REVIEWED BY JONATHAN LEWIS:


TRAINING DAY. Warner Brothers, 2001. Denzel Washington, Ethan Hawke, Scott Glenn, Tom Berenger. Director: Antoine Fuqua.

   A brief warning, if I may, especially to those of you who have not seen the movie and think you might. In my comments that follow, there will be aspects of the film that may be revealed before you’d like to know about them. This is one of those films that if you know too much before it begins, it will spoil everything for you.

   Training Day, the film for which Denzel Washington won an Academy Award for Best Actor, works on two different levels. On the surface, it’s a gritty crime film about two cops. One is a veteran African-American detective, Alonzo (Washington) from the mean streets of South Central Los Angeles. The other, Jake Hoyt (Ethan Hawke) a fresh-faced White rookie from the suburban San Fernando Valley who is not prepared for what will face him on his first day — his training day — working in the narcotics division.

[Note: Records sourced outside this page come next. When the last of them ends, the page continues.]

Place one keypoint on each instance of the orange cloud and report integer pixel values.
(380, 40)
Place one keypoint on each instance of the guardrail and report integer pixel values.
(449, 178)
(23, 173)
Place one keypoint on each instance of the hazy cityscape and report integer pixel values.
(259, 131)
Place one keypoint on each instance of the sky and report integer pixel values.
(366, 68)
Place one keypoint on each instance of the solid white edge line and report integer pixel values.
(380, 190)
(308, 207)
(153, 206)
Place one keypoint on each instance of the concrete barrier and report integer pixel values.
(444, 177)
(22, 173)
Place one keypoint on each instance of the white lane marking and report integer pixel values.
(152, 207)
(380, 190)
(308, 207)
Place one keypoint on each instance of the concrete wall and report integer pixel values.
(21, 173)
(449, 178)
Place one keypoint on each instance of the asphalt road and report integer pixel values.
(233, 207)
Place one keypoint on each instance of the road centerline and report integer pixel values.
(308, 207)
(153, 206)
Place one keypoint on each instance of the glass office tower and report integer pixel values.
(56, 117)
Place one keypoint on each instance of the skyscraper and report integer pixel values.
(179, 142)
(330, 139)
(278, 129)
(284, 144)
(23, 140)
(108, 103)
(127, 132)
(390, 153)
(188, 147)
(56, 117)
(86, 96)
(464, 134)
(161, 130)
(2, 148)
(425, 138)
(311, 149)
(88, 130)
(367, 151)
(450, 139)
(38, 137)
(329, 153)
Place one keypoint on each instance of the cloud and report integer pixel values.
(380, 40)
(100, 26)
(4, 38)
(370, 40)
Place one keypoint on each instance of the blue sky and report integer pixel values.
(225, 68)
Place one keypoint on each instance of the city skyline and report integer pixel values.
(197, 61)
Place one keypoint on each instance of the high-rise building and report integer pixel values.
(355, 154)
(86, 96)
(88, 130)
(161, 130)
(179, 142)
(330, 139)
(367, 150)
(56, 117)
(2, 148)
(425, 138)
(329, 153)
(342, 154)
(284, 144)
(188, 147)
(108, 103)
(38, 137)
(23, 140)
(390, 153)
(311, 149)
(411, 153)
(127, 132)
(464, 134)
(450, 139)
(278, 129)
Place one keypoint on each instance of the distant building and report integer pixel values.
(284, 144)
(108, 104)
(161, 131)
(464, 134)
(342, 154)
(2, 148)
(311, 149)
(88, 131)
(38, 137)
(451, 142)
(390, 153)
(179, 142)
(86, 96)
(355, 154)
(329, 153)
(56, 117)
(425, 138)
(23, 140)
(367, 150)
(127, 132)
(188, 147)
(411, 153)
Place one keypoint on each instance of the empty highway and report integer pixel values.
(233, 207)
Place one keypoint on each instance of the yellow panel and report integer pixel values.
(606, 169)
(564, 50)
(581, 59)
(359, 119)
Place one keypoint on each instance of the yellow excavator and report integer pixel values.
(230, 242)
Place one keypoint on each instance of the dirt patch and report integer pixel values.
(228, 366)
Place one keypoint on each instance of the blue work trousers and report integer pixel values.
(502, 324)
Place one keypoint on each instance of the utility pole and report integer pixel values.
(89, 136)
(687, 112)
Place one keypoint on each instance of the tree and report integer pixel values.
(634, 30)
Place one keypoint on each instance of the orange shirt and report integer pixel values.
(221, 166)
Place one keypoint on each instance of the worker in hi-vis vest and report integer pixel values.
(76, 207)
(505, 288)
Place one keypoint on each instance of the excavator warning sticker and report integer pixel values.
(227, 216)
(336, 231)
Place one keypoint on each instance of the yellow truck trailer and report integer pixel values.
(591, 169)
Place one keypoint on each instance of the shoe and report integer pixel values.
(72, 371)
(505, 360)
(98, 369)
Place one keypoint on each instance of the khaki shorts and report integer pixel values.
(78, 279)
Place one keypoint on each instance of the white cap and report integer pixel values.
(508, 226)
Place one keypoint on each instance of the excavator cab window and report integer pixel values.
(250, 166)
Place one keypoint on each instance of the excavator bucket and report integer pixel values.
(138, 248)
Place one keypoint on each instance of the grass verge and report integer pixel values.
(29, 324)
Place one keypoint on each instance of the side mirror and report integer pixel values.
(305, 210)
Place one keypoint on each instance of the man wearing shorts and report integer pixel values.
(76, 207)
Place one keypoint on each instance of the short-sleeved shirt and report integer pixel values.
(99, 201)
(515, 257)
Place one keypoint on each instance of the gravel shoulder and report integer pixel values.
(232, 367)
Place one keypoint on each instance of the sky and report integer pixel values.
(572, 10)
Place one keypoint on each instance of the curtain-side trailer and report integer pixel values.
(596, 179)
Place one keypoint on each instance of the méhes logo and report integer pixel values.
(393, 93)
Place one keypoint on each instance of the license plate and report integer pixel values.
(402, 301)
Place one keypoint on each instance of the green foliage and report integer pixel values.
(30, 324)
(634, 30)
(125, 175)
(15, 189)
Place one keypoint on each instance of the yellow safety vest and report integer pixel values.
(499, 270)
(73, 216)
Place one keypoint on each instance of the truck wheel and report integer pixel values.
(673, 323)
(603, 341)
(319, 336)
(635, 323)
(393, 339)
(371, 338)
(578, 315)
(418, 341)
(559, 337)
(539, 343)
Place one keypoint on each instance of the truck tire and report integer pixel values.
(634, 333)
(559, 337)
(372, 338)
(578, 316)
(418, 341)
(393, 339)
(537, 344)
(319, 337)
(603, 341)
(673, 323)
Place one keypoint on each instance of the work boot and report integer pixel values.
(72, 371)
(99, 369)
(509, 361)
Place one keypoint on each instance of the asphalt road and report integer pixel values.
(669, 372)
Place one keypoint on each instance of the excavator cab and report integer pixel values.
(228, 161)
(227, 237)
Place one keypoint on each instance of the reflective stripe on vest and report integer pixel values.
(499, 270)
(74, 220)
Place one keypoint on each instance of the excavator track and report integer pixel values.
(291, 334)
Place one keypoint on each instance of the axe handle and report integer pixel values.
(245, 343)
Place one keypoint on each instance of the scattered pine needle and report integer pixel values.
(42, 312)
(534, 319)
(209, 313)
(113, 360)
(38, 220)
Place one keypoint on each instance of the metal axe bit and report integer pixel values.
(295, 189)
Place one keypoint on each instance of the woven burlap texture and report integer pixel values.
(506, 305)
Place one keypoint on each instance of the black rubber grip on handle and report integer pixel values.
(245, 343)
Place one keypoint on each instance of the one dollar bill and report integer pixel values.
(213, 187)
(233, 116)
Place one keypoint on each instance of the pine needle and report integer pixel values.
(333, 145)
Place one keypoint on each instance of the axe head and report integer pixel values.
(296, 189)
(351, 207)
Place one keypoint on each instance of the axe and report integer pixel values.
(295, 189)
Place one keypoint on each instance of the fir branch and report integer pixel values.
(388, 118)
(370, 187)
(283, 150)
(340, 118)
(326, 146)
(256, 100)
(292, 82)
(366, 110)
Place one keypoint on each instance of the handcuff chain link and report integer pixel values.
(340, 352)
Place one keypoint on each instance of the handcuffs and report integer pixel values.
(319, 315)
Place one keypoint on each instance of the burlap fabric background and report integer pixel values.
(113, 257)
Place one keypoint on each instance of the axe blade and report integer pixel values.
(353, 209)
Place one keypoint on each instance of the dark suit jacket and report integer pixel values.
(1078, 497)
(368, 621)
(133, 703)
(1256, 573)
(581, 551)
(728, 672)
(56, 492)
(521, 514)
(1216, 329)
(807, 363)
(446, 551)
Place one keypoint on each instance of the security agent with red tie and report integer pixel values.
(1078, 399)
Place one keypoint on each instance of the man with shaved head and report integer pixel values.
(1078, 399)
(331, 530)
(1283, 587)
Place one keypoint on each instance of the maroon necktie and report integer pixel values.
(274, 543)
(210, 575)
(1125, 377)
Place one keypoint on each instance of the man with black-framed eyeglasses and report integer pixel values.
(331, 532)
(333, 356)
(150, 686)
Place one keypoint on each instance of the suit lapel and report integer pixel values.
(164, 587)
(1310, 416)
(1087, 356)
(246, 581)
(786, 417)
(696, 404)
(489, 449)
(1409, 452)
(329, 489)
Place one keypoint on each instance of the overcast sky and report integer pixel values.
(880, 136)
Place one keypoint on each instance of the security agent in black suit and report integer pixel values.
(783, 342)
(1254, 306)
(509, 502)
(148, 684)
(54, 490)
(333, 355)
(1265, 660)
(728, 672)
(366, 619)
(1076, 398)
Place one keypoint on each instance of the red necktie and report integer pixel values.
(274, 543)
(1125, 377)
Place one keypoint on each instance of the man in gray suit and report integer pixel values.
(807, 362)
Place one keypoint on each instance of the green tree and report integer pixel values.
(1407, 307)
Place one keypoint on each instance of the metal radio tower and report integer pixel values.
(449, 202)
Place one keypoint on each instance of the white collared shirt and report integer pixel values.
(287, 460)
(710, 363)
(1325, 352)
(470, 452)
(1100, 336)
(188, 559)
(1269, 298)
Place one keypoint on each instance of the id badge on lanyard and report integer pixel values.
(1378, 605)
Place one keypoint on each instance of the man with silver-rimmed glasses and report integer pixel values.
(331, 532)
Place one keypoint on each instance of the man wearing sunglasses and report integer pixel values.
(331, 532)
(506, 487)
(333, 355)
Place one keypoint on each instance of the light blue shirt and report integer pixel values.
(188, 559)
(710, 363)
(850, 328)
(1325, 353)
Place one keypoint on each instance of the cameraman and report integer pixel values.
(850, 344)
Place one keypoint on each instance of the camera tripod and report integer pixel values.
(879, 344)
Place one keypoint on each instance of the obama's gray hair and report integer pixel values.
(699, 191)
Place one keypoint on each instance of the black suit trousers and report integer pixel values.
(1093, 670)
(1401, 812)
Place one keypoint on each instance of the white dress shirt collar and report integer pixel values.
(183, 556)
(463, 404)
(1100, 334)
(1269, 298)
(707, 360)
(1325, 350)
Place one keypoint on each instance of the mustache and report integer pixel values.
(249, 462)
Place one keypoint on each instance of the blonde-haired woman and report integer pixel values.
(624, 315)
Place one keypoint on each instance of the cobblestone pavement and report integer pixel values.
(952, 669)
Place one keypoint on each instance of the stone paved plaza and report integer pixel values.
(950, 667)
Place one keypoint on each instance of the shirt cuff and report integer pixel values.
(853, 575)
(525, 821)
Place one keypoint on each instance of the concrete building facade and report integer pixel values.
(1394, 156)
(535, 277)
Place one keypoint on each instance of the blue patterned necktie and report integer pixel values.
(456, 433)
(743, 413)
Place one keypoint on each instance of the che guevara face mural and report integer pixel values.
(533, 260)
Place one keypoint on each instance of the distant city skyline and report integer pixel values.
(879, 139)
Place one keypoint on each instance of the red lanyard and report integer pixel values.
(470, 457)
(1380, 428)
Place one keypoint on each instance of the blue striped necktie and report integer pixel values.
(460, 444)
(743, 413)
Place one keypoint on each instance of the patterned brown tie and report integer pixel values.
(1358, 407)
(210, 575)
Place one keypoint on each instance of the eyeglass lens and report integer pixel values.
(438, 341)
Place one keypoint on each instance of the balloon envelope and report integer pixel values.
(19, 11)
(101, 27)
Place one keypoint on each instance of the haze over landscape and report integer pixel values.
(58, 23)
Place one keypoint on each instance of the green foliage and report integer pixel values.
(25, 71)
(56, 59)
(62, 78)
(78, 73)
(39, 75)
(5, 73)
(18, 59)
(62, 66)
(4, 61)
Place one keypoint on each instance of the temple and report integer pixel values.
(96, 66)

   As the movie begins, the viewer goes along with Hoyt as he rides along with the charmingly crude Alonzo as they cruise the mean streets of Los Angeles, encountering rapists, thugs, and drug dealers. Alonzo does his best to tell his green apprentice that unless he’s willing to be a wolf, he’s going to be eaten alive by the criminal element plaguing the city.

   That’s one level of the film and it’s not a particularly bad police film. There’s plenty of action, and Washington shows he’s a top American film talent. For an actor who had previously played rather cerebral types or at least heroes, he really does seem to lose himself in the role. No surprise then that he won an Oscar.

   But there’s a whole other level to Training Day and that’s one that, from what I can tell, seems to have gone little noticed among critics. And that would be the story unfolding from the point of view of the film’s protagonist, Jake Hoyt.

   In many ways, the movie isn’t about Alonzo at all. It’s about Jake’s perception of what is happening — or not happening — all around him. For most of the film, Jake thinks he’s in the company of hothead at best, a corrupt cop at worst. But as things progress, he learns that he has perceived the situation incorrectly all the time. True, Alonzo is a hothead and corrupt, but he’s also been working on a scheme involving Jake from the very first moment that the two men meet in a diner.

   Much of the film features scenes in which the two men burst into various apartments and houses. Alonzo knows what to expect inside; Jake does not. For most of the movie, we experience this disorientation from Jake’s perspective. What waits inside these homes? Where is Alonzo taking him? Are the people that Alonzo is shaking down criminals or just innocent people caught up in a web of corruption? Everything seems to be happening so fast that Jake can hardly gain a sense of where he is and what is happening.

   Typical of the film noir genre, the movie positions Jake as an object, rather than a subject. He’s seemingly at the whims of a world gone mad, caught up in a continual spiral downward. That is until a coincidence — also a noir trait — ends up saving his life and allows him to regain his footing.

   Also key to the plot is the fact that very early on Alonzo forces Jake to smoke marijuana, telling him that if he wants to be a narc, he has to be familiar with drugs. Turns out that it isn’t marijuana at all, but the far deadly and more disorienting PCP. Something else that not only changes Jake’s literal perception of urban Los Angeles, but becomes central to the wildly devious plan Alonzo has in mind.

   After putting up with Alonzo’s increasingly crazed behavior for a one bruiser of a day and discovering how Alonzo has set him up as a patsy for his plans, Hoyt finally sets upon a course of action that will ultimately lead to his would-be mentor’s final downfall.